The file ending of a TIN is .TIN
.
GeoJSOn¶
Note
The gdal.ogr
driver name for shapefile handling is ogr.GetDriverByName('GeoJSON')
.
GeoJSON is an open format for representing geographic data with simple feature access standards, where JSON denotes JavaScript Object Orientation (read more about JSON file manipulation in the Python intro on this website). The GeoJSON file name ending is .geojson
and a file typically has the following structure:
{
"type": "FeatureCollection", "features": [
{
"type": "Feature", "geometry": {
"type": "Point", "coordinates": [9.104028940200806, 48.74417005744522]
}, "properties": {
"name": "IWS"
}
}
]
}
Visit geojson.io to build a customized GeoJSON file. While GeoJSON metadata can provide height information (z
values) as a properties
value, there is a more suitable offspring to encode geospatial topology in the form of the still rather young TopoJSON format.

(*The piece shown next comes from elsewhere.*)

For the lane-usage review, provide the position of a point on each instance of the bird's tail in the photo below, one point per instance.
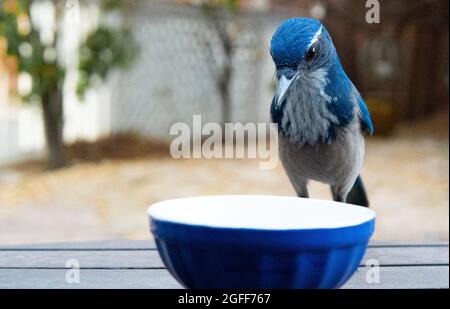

Gridded cell (raster) data¶
Raster datasets store pixel values (cells), which require large storage space, but have a simple structure. A big advantage of rasters is the possibility to perform powerful geospatial and statistical analyses. Common Raster datasets are, among others, .tif
(GeoTIFF), GRID (a folder with a BND
, HDR
, STA
, VAT
, and other files), .flt
(floating points), ASCII (American standard Code for Information Interchange), and many more image-like file types.
Tip
Preferably use the GeoTIFF format in raster analyses. A GeoTIFF file, typically includes a .tif
file (with heavy data) and a .tfw
(a six-line plain text world file containing georeference information) file.
Note
The gdal
driver name for GeoTIFF handling is gdal.GetDriverByName('GTiff')
.
Projections and coordinate systems¶
In geospatial data analyses, a projection represents an approach to flatten (a part of) the globe. In this flattening process, latitudinal (North/South) and longitudinal (West/East) coordinates of a location on the globe (three-dimensional 3D) are projected into the coordinates of a two-dimensional (2d) map. When 3D coordinates are projected onto 2d coordinates, distortions occur and there is a variety of projection systems used in geospatial analyses. In practice this means that if we use geospatial data files with different projections, a distortion effect propagates in all subsequent calculations. It is absolutely crucial to avoid distortion effects by ensuring that the same projections and coordinate systems are applied to all geospatial data used. This starts with the creation of a new geospatial layer (e.g., a point vector shapefile) in QGIS and should be used consistently in all program codes. To specify a projection or coordinate system in QGIS, click on Project
> Properties
> CRS
tab and select a COORDINATE_SYSTEM
. For example, an appropriate coordinate system for central Europe is ESRI:31493
(read more in the QGIS docs). Projected systems may vary with regions (local coordinate systems), which can, for example, be found at epsg.io or spatialreference.org.
In shapefiles, information about the projection is stored in a .prj
file (recall definitions in the geospatial data section), which is a plain text file. The Open Spatial Consortium (OGC) and Esri use Well-Known Text (WKT) files for standard descriptions of coordinate systemsa and such a WKT-formatted .prj
file can look like this:
PROJCS["unknown",GEOGCS["GCS_unknown",
DATUM["D_Unknown_based_on_GRS80_ellipsoid",SPHEROID["GRS_1980",6378137.0,298.257222101]],
PRIMEM["Greenwich",0.0],UNIT["Degree",0.0174532925199433]],
PROJECTION["Lambert_Conformal_Conic"], PARAMETER["False_Easting",6561666.66666667],
..., UNIT["US survey foot",0.304800609601219]]
In GeoJSON files, the standard coordinate system is WGS84 according to the developer’s specifications. The units and measures defined in the WKT-formatted .prj
file also determine the units of WK***B* (Well-Known Binary) definitions of geometries such as line length (e.g., in meters, feet or many more), or polygon area (square meters, square kilometers, acres, and many more).
Tip
To ensure that all geometries are measures in meters and powers of meters, use EPSG:3857 (former 900913 - g00glE) to define the WKT-formatted projection file.